I chuckled. I hadn’t even considered my bed head. I was pretty legendary among my peers in my ability, in a short period of time, to get significant bed head. Just 15 minutes of lying in a bed could reliably cause a large puff of my hair to stand straight up. Thirty minutes in bed was guaranteed to leave pillow lines across my forehead. Usually, after I’d been paged in the middle of a nap, I would take a brief swing by a mirror and attempt to temper the follicular uprising. But, in this case, the urgency in Savannah’s nurse’s voice had caused me to skip the mirror. I was thankful that Savannah’s mother had focused her trust on my words and not on my appearance. Connor’s comment calmed my nerves and I focused on my task. We lowered the back of the bed so that Savannah was lying flat and I gently pushed the top of her head down, which popped her chin up slightly. I opened her mouth with my right hand and inserted the L-shaped blade at an angle with my left. I pushed her tongue to the side and the tip slid into the valleculla. I pushed up and out, at a steeper angle than normal, because of where I expected her young vocal cords to lie. And there they were, glistening and outlining the tunnel to a successful intubation.
“Tube,” I said.
I felt it in my right hand. “Steady now,” said Connor. “Keep your eyes on the pearly gates.”
The tube slid in smoothly, and although I didn’t see it pass the cords, I knew it was in.

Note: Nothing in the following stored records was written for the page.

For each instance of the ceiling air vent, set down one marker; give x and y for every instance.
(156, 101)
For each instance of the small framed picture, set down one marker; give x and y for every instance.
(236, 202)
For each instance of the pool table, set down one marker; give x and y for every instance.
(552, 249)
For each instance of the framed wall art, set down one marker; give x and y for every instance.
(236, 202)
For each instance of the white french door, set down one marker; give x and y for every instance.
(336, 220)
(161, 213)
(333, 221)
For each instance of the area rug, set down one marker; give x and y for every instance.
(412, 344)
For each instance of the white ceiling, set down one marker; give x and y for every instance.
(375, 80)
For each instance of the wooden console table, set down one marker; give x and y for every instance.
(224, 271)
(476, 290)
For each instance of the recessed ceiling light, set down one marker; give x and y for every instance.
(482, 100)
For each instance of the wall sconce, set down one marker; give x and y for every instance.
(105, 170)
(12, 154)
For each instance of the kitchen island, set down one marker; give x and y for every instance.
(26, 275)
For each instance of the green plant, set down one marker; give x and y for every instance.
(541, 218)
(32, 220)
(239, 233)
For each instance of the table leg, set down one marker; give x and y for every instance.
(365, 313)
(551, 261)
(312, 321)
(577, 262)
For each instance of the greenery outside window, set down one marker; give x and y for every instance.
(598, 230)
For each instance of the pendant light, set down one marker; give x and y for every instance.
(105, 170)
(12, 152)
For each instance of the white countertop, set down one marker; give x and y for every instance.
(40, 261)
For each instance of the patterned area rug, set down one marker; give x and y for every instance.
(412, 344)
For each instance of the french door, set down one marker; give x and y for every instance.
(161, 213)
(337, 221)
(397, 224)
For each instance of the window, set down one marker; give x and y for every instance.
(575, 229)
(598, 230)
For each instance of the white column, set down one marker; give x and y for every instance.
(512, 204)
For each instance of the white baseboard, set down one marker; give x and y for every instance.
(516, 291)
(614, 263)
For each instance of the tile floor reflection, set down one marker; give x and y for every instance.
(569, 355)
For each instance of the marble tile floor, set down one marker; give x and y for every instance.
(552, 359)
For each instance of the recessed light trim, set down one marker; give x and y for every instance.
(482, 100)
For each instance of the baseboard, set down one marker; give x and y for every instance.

Connor pushed the plunger on the syringe, filling the balloon. The respiratory tech connected a color detector and a respiratory bag, after a large squeeze, the detector glowed yellow. I listened to the breath sounds – still wheezing and crackling, but present. I listened over the abdomen to be sure and was reassured because I didn’t hear the hollow sound of air blowing into Savannah’s stomach. The respiratory tech began to tape the tube into place and connect Savannah to the ventilator. The nurse prepared to slip a tube into her nose down to her stomach. I looked at the monitor, Savannah’s pulse oximetry was creeping back up, now in the mid 90s.
“Good job, Ballard.” Connor gave me a slap on the shoulder. “Now, let’s find you a comb.”
I laughed in relief and headed towards the call room and then stopped.
“How did you know?” I asked Connor. He smiled. “Simple really, you weren’t the only one who got a call from Savannah’s nurse. We don’t let you rookies have too much latitude. C’mon, let’s get some rest.”